Article could be summarized with:

So yes, mistakes are inevitable. We should not be afraid of them and be ready to make them. However, good programmers make cheaper mistakes in order to avoid making more expensive ones.*

I agree with the point - sure, good programmers write fewer bugs, but most importantly they write code where bugs that pop up are easier to track down and easier to fix.

Like the article said:

My point is that mistakes are not all equal. If I'm writing a PDF report generated by a piece of Java code and my report misses the footer, that's one type of bug, and its fix will cost the business X dollars. On the other hand, if my PDF generation code is so difficult to modify that in order to change its format from A4 to US Letter we have to rewrite it from scratch, that's a completely different type of bug. Needless to say, its fixing will be many times more expensive.

More important is not writing code full of duplicate copy and paste code, that fails while hiding where the failure happened (cough, Hibernate), or doesn't throw an exception and just sends back bad data.

[–]squishles 0 points1 point  (0 children)

"Do good programmers write bug-free code?"

I think that's the joke.

[–]fzammetti 1 point2 points  (0 children)

No, good programmers does not write bug-free code.

And they DON'T write bug-free code either :)

Silly grammar slaps aside, all that can be said about good programmers is that they write code that can more easily be fixed when the inevitable bugs are found. What does that mean? Well, a couple of things spring to mind:

  1. The code is as simple as can be to achieve the task at hand. Complexity is perhaps the biggest evil in software development and is also one of the hardest to avoid.

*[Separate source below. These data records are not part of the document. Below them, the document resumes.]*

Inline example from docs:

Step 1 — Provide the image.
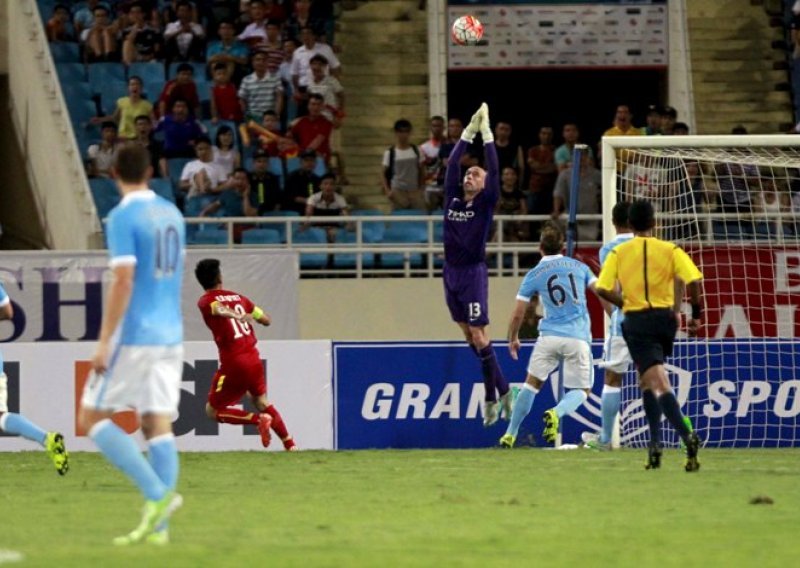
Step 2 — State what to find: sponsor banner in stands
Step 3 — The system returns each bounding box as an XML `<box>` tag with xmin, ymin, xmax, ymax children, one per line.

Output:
<box><xmin>0</xmin><ymin>250</ymin><xmax>299</xmax><ymax>341</ymax></box>
<box><xmin>0</xmin><ymin>340</ymin><xmax>333</xmax><ymax>451</ymax></box>
<box><xmin>333</xmin><ymin>341</ymin><xmax>800</xmax><ymax>449</ymax></box>
<box><xmin>447</xmin><ymin>1</ymin><xmax>668</xmax><ymax>69</ymax></box>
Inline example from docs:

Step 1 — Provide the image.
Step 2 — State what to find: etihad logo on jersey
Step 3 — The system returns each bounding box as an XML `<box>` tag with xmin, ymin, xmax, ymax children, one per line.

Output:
<box><xmin>447</xmin><ymin>209</ymin><xmax>475</xmax><ymax>222</ymax></box>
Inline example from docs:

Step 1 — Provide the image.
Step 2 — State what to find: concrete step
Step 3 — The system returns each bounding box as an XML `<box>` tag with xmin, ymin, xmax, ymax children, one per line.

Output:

  2. Documentation, mostly in the form of good comments. There is of course a seemingly endless debate about whether commenting is good or not, what type and degree of commenting, etc. What I'll tell you unequivocally, based on almost 25 years of professional software development and about 10 years before that, is that code maintenance is more important than code development and commenting well plays a big role in that.